That was Woody. I like pork, so I am good with the videos.


----------



## Ren Sauder (Apr 5, 2007)

I believe I remember those videos and I must say I dont understand what the uproar over them was about? Wild boars are dangerous animals that are not native to North America and must be eradicated as the threaten fragile ecosystems. It is dangerous for humans to comfront boars aon their own and it is difficult to locate them not to mention getting close enough for a shot. Dogs are needed for the hunt to be succesful. Its what these dogs were bred and designed to do so whats so bad about it? And how is it any different than a Jack Russel Terrier erradicating the rats from a horse stable?


----------



## Woody Taylor (Mar 28, 2006)

Jeff Oehlsen said:


> That was Woody. I like pork, so I am good with the videos.



Yep. Had nothing to do with them being pitbulls, had to do with them being shots of gutless bloodsport (i.e., no win BS of a pig in an enclosed area getting brutalized by a dog)....and I thought those pics in question turned out to be from a kennel with a Vick attitude towards life. 

And it's a fine line, so to be on the safe side, I'll lock this thread and yank the links. Forum rule is no blood sport.
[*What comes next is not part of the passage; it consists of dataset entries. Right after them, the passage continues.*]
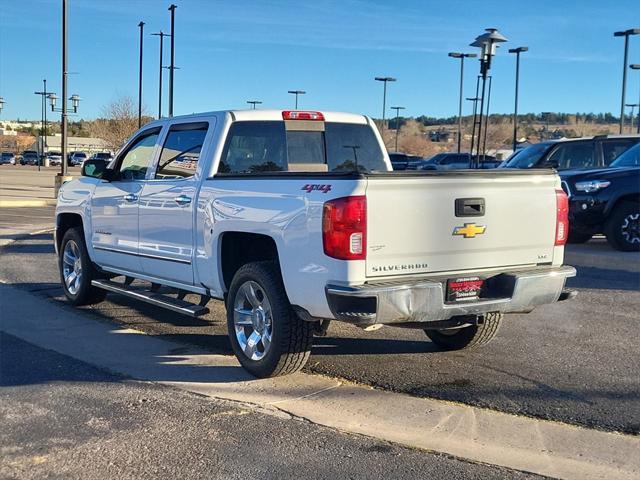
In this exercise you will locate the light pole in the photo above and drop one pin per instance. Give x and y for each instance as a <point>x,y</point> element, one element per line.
<point>296,93</point>
<point>75,102</point>
<point>397,109</point>
<point>517,51</point>
<point>160,34</point>
<point>44,94</point>
<point>487,43</point>
<point>141,25</point>
<point>626,34</point>
<point>384,80</point>
<point>172,9</point>
<point>633,106</point>
<point>636,66</point>
<point>461,56</point>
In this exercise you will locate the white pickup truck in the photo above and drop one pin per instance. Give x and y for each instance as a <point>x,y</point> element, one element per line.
<point>295,218</point>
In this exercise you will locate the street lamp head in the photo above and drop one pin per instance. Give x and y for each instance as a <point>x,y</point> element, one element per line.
<point>53,98</point>
<point>626,33</point>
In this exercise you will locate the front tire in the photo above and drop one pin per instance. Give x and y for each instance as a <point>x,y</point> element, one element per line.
<point>77,271</point>
<point>470,337</point>
<point>266,335</point>
<point>623,227</point>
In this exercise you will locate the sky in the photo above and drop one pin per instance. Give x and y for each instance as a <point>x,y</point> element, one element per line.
<point>229,52</point>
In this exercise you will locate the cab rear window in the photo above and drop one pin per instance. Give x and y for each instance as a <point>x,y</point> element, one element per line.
<point>269,146</point>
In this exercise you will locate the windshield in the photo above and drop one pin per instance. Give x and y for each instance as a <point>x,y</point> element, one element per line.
<point>630,158</point>
<point>528,157</point>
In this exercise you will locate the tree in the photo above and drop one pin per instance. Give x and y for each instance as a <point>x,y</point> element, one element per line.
<point>118,122</point>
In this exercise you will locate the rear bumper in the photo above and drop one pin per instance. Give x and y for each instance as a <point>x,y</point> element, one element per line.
<point>423,301</point>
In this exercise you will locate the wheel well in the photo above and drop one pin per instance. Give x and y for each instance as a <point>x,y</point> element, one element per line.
<point>64,222</point>
<point>239,248</point>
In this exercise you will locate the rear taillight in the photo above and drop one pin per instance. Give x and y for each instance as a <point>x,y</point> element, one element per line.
<point>344,228</point>
<point>562,217</point>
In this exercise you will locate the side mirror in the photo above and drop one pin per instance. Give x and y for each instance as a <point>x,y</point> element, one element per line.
<point>95,169</point>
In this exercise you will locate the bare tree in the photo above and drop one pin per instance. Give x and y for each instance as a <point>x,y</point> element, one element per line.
<point>118,122</point>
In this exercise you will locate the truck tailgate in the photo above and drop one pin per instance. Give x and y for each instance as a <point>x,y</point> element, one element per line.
<point>413,226</point>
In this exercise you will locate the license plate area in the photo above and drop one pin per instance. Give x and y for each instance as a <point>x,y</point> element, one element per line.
<point>464,289</point>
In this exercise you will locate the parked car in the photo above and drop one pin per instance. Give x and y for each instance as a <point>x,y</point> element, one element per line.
<point>55,159</point>
<point>30,157</point>
<point>7,158</point>
<point>77,158</point>
<point>571,154</point>
<point>332,234</point>
<point>606,200</point>
<point>405,161</point>
<point>452,160</point>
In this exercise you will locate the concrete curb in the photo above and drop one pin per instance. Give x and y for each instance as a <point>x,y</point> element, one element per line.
<point>538,446</point>
<point>16,203</point>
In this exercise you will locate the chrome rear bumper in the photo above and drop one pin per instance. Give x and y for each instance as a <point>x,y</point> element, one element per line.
<point>424,300</point>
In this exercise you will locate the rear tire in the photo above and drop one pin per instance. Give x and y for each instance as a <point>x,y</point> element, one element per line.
<point>473,336</point>
<point>77,270</point>
<point>623,227</point>
<point>266,335</point>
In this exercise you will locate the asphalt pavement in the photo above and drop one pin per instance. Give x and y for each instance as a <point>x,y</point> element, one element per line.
<point>62,418</point>
<point>574,362</point>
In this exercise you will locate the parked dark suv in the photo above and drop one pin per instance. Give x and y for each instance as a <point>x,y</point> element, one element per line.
<point>606,200</point>
<point>593,152</point>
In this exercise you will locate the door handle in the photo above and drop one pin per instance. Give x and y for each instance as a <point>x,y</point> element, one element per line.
<point>182,200</point>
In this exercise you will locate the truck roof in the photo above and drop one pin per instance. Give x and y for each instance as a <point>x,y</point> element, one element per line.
<point>267,115</point>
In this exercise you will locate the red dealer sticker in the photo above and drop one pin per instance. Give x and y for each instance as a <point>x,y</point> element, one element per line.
<point>467,288</point>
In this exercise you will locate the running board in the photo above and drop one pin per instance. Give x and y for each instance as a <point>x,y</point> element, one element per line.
<point>157,299</point>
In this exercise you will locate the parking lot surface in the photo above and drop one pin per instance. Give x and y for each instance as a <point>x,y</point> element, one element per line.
<point>573,362</point>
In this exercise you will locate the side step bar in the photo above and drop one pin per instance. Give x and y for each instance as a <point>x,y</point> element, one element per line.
<point>157,299</point>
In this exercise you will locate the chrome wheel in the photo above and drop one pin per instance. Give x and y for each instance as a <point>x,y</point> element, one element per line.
<point>253,320</point>
<point>72,267</point>
<point>631,228</point>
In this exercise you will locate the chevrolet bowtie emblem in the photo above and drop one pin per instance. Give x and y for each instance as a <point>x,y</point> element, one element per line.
<point>470,230</point>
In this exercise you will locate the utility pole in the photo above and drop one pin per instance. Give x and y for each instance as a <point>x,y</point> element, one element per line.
<point>160,34</point>
<point>172,9</point>
<point>397,109</point>
<point>141,25</point>
<point>517,51</point>
<point>626,34</point>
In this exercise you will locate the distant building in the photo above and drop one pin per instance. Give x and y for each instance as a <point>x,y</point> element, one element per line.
<point>53,143</point>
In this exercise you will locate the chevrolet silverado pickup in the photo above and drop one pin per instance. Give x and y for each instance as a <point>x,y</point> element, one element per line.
<point>294,219</point>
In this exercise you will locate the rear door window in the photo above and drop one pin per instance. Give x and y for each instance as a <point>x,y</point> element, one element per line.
<point>612,149</point>
<point>574,155</point>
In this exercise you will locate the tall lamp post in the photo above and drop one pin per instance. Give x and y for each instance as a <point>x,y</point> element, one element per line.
<point>636,66</point>
<point>296,93</point>
<point>626,34</point>
<point>141,26</point>
<point>44,94</point>
<point>633,106</point>
<point>384,80</point>
<point>160,34</point>
<point>487,43</point>
<point>172,66</point>
<point>397,109</point>
<point>461,56</point>
<point>517,51</point>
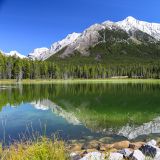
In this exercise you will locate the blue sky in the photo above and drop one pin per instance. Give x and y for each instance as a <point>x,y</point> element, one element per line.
<point>29,24</point>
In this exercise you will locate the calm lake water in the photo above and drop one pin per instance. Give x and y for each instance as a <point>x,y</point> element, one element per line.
<point>79,111</point>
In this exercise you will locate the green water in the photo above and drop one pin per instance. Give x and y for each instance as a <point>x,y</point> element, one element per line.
<point>84,109</point>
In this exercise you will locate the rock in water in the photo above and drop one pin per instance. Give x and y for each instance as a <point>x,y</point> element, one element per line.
<point>94,156</point>
<point>116,156</point>
<point>137,155</point>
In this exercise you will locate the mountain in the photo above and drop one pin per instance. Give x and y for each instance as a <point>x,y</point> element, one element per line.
<point>127,37</point>
<point>39,53</point>
<point>44,53</point>
<point>14,53</point>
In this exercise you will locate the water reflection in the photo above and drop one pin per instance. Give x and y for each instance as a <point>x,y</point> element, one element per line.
<point>128,110</point>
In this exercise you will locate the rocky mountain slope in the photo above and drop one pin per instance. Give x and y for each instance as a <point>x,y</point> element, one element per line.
<point>123,37</point>
<point>14,53</point>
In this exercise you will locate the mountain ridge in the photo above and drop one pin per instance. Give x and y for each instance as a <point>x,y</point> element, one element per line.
<point>136,30</point>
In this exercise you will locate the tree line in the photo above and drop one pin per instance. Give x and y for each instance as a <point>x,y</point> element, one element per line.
<point>12,67</point>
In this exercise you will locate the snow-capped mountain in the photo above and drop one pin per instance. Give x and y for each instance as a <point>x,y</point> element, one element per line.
<point>81,42</point>
<point>15,53</point>
<point>44,53</point>
<point>130,23</point>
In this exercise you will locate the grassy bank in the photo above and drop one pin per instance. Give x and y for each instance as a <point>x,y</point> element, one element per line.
<point>46,81</point>
<point>42,149</point>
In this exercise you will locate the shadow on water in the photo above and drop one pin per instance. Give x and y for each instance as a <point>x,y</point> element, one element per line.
<point>102,108</point>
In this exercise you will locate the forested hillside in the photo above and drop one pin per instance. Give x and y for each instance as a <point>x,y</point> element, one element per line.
<point>16,68</point>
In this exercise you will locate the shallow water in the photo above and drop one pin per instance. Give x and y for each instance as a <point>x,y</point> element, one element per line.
<point>77,111</point>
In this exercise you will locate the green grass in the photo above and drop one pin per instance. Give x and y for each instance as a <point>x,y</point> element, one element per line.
<point>42,149</point>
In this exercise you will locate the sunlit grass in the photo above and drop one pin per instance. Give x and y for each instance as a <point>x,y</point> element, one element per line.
<point>42,149</point>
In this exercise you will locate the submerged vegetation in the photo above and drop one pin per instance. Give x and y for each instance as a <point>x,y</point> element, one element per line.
<point>42,149</point>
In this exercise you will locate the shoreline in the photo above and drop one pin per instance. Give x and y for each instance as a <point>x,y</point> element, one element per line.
<point>74,81</point>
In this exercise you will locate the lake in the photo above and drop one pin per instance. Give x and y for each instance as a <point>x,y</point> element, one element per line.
<point>78,111</point>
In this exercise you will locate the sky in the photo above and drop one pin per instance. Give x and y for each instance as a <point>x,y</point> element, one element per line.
<point>29,24</point>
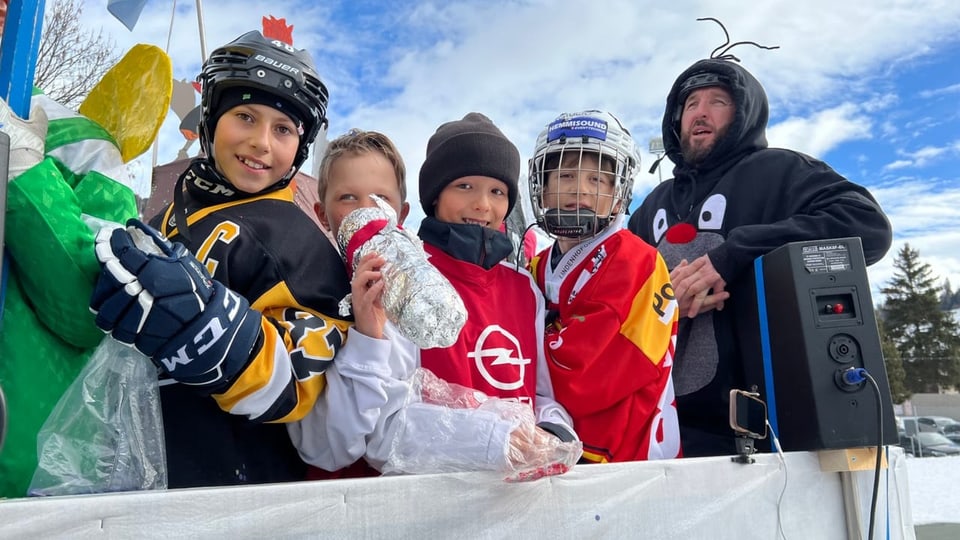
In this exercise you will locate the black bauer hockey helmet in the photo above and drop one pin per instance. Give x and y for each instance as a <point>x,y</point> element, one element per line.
<point>273,67</point>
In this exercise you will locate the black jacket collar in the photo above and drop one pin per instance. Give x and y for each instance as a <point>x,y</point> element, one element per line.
<point>482,246</point>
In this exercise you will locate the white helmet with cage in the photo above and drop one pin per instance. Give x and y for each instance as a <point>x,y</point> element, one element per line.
<point>561,146</point>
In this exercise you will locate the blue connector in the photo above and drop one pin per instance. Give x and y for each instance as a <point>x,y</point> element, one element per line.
<point>854,376</point>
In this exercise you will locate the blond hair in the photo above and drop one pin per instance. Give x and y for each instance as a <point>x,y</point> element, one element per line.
<point>358,142</point>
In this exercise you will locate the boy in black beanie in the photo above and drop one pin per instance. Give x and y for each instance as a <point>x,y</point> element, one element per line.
<point>385,390</point>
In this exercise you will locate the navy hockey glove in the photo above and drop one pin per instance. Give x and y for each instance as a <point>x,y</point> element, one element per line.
<point>155,295</point>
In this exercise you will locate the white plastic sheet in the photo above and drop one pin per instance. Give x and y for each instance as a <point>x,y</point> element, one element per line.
<point>688,498</point>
Mods decide what's blood sport. Dictatorship in action.

And yes, McRibs are great. But not when they've been put through a blender. Trust me, I tried this freshman year.


----------



## Connie Sutherland (Mar 27, 2006)

Woody Taylor said:


> Yep. Had nothing to do with them being pitbulls, had to do with them being shots of gutless bloodsport (i.e., no win BS of a pig in an enclosed area getting brutalized by a dog)....and I thought those pics in question turned out to be from a kennel with a Vick attitude towards life.
> 
> And it's a fine line, so to be on the safe side, I'll lock this thread and yank the links. Forum rule is no blood sport. Mods decide what's blood sport. Dictatorship in action.
> 
> And yes, McRibs are great. But not when they've been put through a blender. Trust me, I tried this freshman year.


In case anyone thinks otherwise, Woody just happened to beat several mods who were headed over to dump this thread. Thanks, Woody.


----------